2.2 Divulgação no PNCP como condição de eficácia jurídica de contratos

A União e os entes federativos que adotarem o PNCP como sítio eletrônico oficial estão sujeitos ao art. 94 da Lei 14.133, que estabelece a divulgação no PNCP como condição de eficácia jurídica dos contratos administrativos e de seus aditamentos.

2.3 Elenco de funcionalidades do PNCP

Os §§ 2º e 3º do art. 174 da Lei 14.133 estabelecem um elenco não exaustivo de informações e de funcionalidades mínimas que devem constar do PNCP.

§ 2º O PNCP conterá, entre outras, as seguintes informações acerca das contratações:
I – planos de contratação anuais;
II – catálogos eletrônicos de padronização;
III – editais de credenciamento e de pré-qualificação, avisos de contratação direta e editais de licitação e respectivos anexos;
IV – atas de registro de preços;
V – contratos e termos aditivos;
VI – notas fiscais eletrônicas, quando for o caso.
§ 3º O PNCP deverá, entre outras funcionalidades, oferecer:
I – sistema de registro cadastral unificado;
II – painel para consulta de preços, banco de preços em saúde e acesso à base nacional de notas fiscais eletrônicas;
III – sistema de planejamento e gerenciamento de contratações, incluído o cadastro de atesto de cumprimento de obrigações previsto no § 4º do art. 88 desta Lei;
IV – sistema eletrônico para a realização de sessões públicas;
V – acesso ao Cadastro Nacional de Empresas Inidôneas e Suspensas (Ceis) e ao Cadastro Nacional de Empresas Punidas (Cnep);
VI – sistema de gestão compartilhada com a sociedade de informações referentes à execução do contrato, que possibilite:
a) envio, registro, armazenamento e divulgação de mensagens de texto ou imagens pelo interessado previamente identificado;
b) acesso ao sistema informatizado de acompanhamento de obras a que se refere o inciso III do caput do art. 19 desta Lei;
c) comunicação entre a população e representantes da Administração e do contratado designados para prestar as informações e esclarecimentos pertinentes, na forma de regulamento;
d) divulgação, na forma de regulamento, de relatório final com informações sobre a consecução dos objetivos que tenham justificado a contratação e eventuais condutas a serem adotadas para o aprimoramento das atividades da Administração.

2.4 A vontade legislativa

A Lei que idealizou o PNCP projetou sítio eletrônico capaz de reunir informações complexas e heterogêneas, em uma interface que assegurasse a publicidade, por meio da pesquisa simples e rápida de qualquer interessado nos atos contratuais dos quais participa a Administração Pública.

O projeto é ambicioso e, naturalmente, enfrenta dificuldades técnicas à altura dessa ambição para sua efetiva implementação.
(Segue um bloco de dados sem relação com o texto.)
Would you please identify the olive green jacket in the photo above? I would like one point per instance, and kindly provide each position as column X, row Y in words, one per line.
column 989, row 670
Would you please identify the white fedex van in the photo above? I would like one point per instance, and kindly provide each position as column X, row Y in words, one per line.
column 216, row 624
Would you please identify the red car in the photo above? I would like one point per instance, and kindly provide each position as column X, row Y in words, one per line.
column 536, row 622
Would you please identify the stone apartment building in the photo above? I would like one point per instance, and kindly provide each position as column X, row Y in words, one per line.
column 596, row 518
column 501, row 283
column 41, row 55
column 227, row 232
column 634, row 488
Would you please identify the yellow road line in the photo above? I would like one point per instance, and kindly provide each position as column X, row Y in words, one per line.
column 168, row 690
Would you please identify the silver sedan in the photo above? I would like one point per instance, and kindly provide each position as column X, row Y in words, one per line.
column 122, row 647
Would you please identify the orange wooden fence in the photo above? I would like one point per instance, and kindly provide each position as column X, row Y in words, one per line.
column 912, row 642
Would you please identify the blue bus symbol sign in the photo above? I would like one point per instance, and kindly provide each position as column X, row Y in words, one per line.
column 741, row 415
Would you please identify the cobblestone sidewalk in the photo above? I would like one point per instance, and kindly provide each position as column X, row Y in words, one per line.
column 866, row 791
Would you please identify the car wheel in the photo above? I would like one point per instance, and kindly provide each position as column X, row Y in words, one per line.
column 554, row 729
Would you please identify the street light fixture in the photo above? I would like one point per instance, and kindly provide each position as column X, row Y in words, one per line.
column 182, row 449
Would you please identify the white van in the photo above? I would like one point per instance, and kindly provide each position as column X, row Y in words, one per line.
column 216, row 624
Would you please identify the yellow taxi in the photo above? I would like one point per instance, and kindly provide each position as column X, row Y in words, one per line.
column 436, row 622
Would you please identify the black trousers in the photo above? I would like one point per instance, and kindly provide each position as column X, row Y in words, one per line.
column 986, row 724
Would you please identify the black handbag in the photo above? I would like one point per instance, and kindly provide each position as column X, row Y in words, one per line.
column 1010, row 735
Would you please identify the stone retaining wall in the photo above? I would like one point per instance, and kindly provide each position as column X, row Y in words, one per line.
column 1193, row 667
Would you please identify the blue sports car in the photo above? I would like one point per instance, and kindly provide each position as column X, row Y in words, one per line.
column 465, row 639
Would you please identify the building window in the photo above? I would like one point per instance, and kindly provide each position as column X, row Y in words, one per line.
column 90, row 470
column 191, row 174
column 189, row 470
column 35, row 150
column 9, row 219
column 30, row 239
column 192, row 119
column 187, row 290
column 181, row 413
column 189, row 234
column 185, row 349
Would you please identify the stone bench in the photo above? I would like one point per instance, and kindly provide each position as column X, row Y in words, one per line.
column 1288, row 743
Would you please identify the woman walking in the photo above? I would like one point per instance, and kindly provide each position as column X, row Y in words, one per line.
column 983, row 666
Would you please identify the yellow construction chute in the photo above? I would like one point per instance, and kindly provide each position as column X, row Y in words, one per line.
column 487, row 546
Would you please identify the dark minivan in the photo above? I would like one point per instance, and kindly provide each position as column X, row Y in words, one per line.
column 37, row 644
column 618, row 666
A quantidade das informações, as funcionalidades previstas e a usabilidade do sítio eletrônico exigem a solução de desafios relativos a equipamentos, tecnologias, programas e acesso à Internet de banda larga e de alta velocidade.²

3. Fiscalização do TCU

O Tribunal de Contas da União (TCU) vem acompanhando os procedimentos administrativos de implementação do PNCP.

3.1 Acórdão 2.852/2021

Em 2021, a então Secretaria de Controle Externo de Aquisições Logísticas (Selog), atual AudContratações, no âmbito do TC 039.727/2021-1, promoveu fiscalização para verificar o estágio de implementação do PNCP.
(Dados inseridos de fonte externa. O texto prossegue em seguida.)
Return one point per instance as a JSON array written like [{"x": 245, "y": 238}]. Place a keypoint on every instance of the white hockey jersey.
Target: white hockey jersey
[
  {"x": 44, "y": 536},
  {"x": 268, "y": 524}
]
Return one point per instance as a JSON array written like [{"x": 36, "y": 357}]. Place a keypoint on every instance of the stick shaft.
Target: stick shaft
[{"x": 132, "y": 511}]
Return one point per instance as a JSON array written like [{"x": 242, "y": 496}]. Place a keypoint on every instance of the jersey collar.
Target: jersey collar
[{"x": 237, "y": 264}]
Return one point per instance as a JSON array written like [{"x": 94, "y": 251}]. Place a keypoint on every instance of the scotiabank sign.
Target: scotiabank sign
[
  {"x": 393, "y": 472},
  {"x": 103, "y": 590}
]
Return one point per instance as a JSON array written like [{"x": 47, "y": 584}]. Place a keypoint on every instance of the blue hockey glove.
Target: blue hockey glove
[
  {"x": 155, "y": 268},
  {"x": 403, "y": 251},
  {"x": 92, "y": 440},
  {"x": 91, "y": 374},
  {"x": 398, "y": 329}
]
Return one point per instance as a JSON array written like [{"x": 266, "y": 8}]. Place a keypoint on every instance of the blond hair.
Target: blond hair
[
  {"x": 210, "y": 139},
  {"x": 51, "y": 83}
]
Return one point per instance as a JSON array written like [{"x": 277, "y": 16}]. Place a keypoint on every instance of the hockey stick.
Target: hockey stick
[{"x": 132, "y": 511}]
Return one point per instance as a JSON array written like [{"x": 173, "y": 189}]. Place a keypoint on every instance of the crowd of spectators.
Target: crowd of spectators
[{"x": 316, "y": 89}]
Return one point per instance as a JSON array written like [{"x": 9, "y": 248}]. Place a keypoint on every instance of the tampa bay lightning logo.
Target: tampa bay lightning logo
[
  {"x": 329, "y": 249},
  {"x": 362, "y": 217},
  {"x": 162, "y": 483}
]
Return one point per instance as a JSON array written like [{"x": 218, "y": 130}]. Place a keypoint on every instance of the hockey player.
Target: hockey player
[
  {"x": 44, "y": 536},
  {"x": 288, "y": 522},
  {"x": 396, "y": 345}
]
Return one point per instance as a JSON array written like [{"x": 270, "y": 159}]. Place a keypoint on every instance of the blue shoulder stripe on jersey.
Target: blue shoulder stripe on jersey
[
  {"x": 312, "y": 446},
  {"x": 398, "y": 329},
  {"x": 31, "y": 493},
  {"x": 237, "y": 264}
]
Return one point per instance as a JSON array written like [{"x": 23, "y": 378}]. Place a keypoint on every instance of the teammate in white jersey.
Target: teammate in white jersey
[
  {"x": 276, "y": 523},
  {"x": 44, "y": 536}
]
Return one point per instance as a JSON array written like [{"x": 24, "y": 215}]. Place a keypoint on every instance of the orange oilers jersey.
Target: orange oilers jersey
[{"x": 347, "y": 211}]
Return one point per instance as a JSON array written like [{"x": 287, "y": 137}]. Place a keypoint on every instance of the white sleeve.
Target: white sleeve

Os resultados não foram positivos. A unidade técnica detectou, entre outros aspectos: (i) ausência de planejamento detalhado e de estratégias definidas de implementação do portal; (ii) escassez de recursos orçamentários, falta de estrutura organizacional e de equipe para atendimento ao usuário; (iii) dificuldades normativas quanto ao sistema de registro cadastral unificado (art. 174, § 3º, I); (iv) dificuldades técnicas relativas à implementação do catálogo eletrônico de padronização (art. 174, § 2º, II); (v) dificuldades quanto à comunicação do sistema de notas fiscais eletrônicas do PNCP com a Receita Federal (art. 174, § 2º, VI); (v) falta de mecanismos de controle destinados a assegurar a efetiva correlação entre os dados divulgados no portal e a real situação dos procedimentos de contratações (art. 174, §§ 2º e 3º); (vi) dificuldades na integração do Cadastro Nacional de Empresas Inidôneas e Suspensas (Ceis) e do Cadastro Nacional de Empresas Punidas (Cnep) ao PNCP; (vii) vícios na disponibilização de informações pelo portal na forma de dados abertos e as consequentes dificuldades de uso das ferramentas de consulta pública disponíveis (art. 174, §3º, II).

A fiscalização culminou com o Acórdão 2.852/2021, de relatoria do Min. Jorge Oliveira, que determinou a instauração do TC-044.559/2021-6 para o acompanhamento, pelo TCU, da implementação do PNCP.

3.2 Acórdão 2.209/2023

Em novembro de 2023, no âmbito do TC-044.559/2021-6, por meio do Acórdão 2.209/2023, o TCU expediu determinações ao Comitê Gestor da Rede Nacional de Contratações Públicas (CGRNCP), responsável pela gestão do PNCP, para que encaminhe ao Tribunal relatório de todas as ações até então desenvolvidas, em andamento e a concluir, referentes à disponibilização, no PNCP, das informações e funcionalidades previstas na Lei 14.133.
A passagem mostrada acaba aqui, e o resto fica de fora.